Although it may seem like a hopeless pursuit to take time for yourself each and every day, it is possible. I’ve found multiple ways to destress each day and to get more sleep than I thought I could.
How I take time to distress:
– Find a show to watch on Netflix. “How I Met Your Mother,” for example, is 22 minutes long, which is the perfect amount of time to sit and relax between classes and starting homework.
– Go on a walk. Hello: we have Putnam Trail for a reason. Take advantage of the fall colors peaking out and appreciate nature on campus.
– Talk to a friend. Personally, it helps me a lot when I have a pal to talk about my problems with. It helps me feel like I’m not alone in the piles of homework I have to do.
How I find time to sleep:
– Twenty minute naps are my best friend. Really. If you have time between class, or a few extra minutes you can spare before starting homework, try a power nap. The times vary for people, but I always wake up refreshed and ready to tackle whatever’s on my to-do list.
– Go to sleep at night. Your brain processes information when you sleep, and throws out unnecessary information. If you’re stuck between going to sleep and studying for another 30 minutes, it might be wise to prioritize getting shut-eye.

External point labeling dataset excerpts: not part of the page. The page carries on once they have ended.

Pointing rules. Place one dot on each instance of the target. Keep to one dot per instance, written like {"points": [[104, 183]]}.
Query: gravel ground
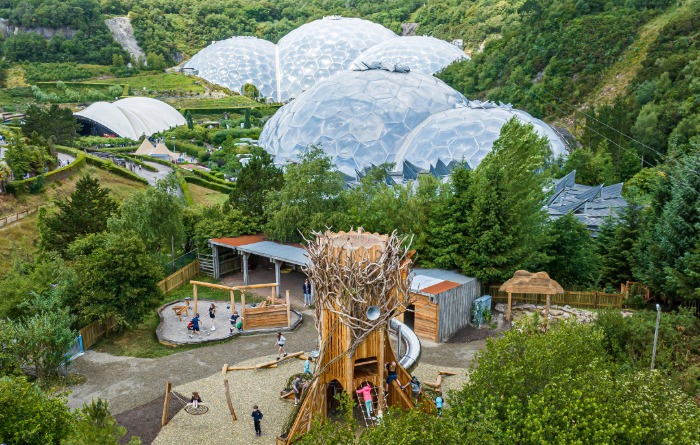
{"points": [[260, 388], [248, 388], [174, 330]]}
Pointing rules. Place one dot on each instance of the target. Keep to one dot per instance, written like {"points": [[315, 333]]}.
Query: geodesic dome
{"points": [[236, 61], [426, 55], [130, 118], [466, 134], [360, 118], [317, 50]]}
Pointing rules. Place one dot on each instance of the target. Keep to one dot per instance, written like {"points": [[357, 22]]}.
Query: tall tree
{"points": [[505, 221], [155, 215], [118, 278], [56, 122], [85, 212], [572, 259], [310, 198], [258, 177]]}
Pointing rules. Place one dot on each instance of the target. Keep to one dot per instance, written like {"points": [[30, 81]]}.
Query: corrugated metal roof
{"points": [[277, 251]]}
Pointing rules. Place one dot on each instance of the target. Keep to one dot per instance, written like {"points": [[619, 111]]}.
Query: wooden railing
{"points": [[180, 278], [7, 220], [572, 298], [93, 332]]}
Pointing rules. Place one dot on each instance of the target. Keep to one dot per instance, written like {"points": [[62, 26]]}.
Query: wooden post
{"points": [[508, 309], [194, 294], [289, 311], [164, 419], [380, 371], [228, 400], [244, 325]]}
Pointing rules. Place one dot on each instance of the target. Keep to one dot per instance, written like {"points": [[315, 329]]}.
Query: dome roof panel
{"points": [[350, 114], [426, 55], [465, 133]]}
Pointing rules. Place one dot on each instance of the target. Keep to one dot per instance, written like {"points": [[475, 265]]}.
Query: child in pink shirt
{"points": [[366, 393]]}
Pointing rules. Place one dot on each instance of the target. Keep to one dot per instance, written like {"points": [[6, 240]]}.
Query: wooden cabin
{"points": [[442, 303]]}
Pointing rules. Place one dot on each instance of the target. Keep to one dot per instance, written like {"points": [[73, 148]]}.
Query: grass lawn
{"points": [[159, 82], [19, 240], [217, 103], [205, 196], [121, 188], [141, 340]]}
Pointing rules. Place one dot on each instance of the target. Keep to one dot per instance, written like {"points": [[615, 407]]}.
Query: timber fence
{"points": [[95, 331], [180, 278], [591, 299], [7, 220]]}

– Mayo Clinic’s sleep tips include creating a bedtime ritual. Is there a book you’ve been trying to read for awhile, but haven’t gotten around to doing so? Read for a few minutes before bed. By doing the same thing each night, it lets your body know it’s time to wind down and head off into slumberland.
– Work out regularly. Mayo Clinic’s tips also said if you have a workout regime that you stick to, it helps your body fall asleep faster and puts you in a deeper state of sleep.